Los jornaleros-pescadores habían venido desde Akita, Aomori e Iwate. Algunos tenían una expresión sombría y permanecían sentados con las piernas cruzadas y las manos entrelazadas; otros to­maban sake y, abrazándose las rodillas con ambas manos o apoyados contra las columnas, escuchaban las historias que contaban los demás. Todos habían llegado allí porque a pesar de trabajar en el campo de sol a sol no podían ganarse la vida. Habían dejado sus parcelas a cargo de sus primogénitos, sus mujeres habían tenido que buscar trabajo en las fábricas y los segundos y terceros hijos varones habían tenido que marcharse a otros lugares para trabajar y aun así no podían comer. Como si fueran garbanzos quemados en una sartén, los que sobraban eran desechados y expulsados uno tras otro, del campo hacia las ciudades. Todos pensaban en ahorrar y regresar a su tierra.

Pero mientras trabajaban y una vez pisaban tierra firme, permanecían en Hakodate o en Otaru, desesperados, como si fueran pájaros atrapados en cal viva. Y entonces acababan desplumados, tal como habían venido al mundo al nacer. Y ya no podían regresar a su tierra. Y se quedaban en la nevada Hokkaido, donde no tenían familia, pasando el fin de año, y tenían que vender su cuerpo por una miseria. Lo hacían una y otra vez, como si fueran niños tarados; y al año siguiente otra vez, ya sin escrúpulos.

Entraron en la sala común una vendedora ambulante con una caja de golosinas cargada a la espalda, un vendedor de medicinas y otros vendedores de objetos de uso diario. En un lugar apartado como si fuera una isla en el centro del compartimento, colocaron sus mercancías. En las literas de arriba y abajo que había en todas las direcciones, se asomaron todos los hombres y se pusieron a gastarles bromas.

—Así que galletas. ¿Están buenas o qué, chi­quilla?

—¡Ah! ¡Ya basta! ¡Qué cosquillas! —Una vendedora ambulante pegó un salto y gritó—: ¡Qué se ha creído este hombre, tocándole el culo a la gente!

El hombre, que tenía la boca llena con la galleta que estaba masticando, atrajo las miradas de todos y se rio avergonzado.

Un borracho, que volvía del baño tambaleándose y apoyándose con ambas manos en las paredes para sostenerse, pellizcó los mofletes rollizos, enrojecidos y tiznados de la chica.

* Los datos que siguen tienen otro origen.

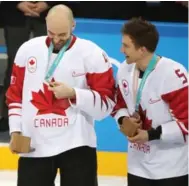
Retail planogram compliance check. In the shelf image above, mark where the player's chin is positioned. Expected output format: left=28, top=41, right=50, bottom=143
left=126, top=59, right=134, bottom=64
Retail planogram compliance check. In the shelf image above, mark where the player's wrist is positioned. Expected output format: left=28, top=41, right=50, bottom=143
left=147, top=125, right=162, bottom=141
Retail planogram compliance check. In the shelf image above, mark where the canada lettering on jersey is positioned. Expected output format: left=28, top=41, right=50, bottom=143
left=34, top=117, right=69, bottom=128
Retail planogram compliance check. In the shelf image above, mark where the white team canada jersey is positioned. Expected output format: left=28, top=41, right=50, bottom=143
left=114, top=57, right=188, bottom=179
left=7, top=36, right=115, bottom=157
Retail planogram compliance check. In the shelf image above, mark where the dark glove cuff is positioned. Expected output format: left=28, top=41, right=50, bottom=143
left=118, top=116, right=124, bottom=125
left=148, top=125, right=162, bottom=141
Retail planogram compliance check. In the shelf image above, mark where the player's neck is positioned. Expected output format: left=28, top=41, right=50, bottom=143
left=136, top=53, right=154, bottom=71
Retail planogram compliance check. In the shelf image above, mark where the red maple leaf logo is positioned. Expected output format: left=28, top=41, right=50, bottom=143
left=139, top=105, right=152, bottom=130
left=31, top=83, right=70, bottom=116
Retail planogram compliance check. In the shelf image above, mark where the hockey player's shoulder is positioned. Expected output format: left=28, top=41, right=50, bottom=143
left=118, top=60, right=135, bottom=74
left=161, top=57, right=186, bottom=76
left=20, top=36, right=47, bottom=50
left=77, top=38, right=103, bottom=56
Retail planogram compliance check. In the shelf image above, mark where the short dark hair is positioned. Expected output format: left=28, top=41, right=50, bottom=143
left=121, top=18, right=159, bottom=52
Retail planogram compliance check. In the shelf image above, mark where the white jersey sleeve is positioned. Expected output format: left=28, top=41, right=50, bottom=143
left=6, top=43, right=27, bottom=133
left=161, top=63, right=188, bottom=143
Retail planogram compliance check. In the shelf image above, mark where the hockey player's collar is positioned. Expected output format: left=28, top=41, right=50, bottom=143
left=45, top=35, right=77, bottom=50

—Esta chica es una monada.

—¡Qué haces!

—¡No te enfades! Voy a abrazar a esta chiquilla y a dormir con ella.

Lo dijo haciendo el payaso frente a la mujer. Y todos se rieron.

—¡Eh, hay manju,1 hay manju! —gritó alguien desde un rincón alejado.

—Síii —respondió con una voz de mujer clara y penetrante poco frecuente por ahí—. ¿Cuántos quieres?

—¿Cómo que cuántos? Muy raro sería que tuvieras dos. ¡Manju, manju! —De pronto, todos se rieron.

—Antes Takeda ha cogido a la fuerza a esa vendedora ambulante y se la ha llevado a un lugar donde no había nadie. ¿No te parece divertido? De todos modos es imposible… —dijo un joven borracho—, lleva pantalones. Dice Takeda que él se los ha sacado de golpe tirando muy fuerte, pero que llevaba otros debajo. Llevaba hasta tres pares… —El hombre agachó la cabeza y soltó una carca­jada.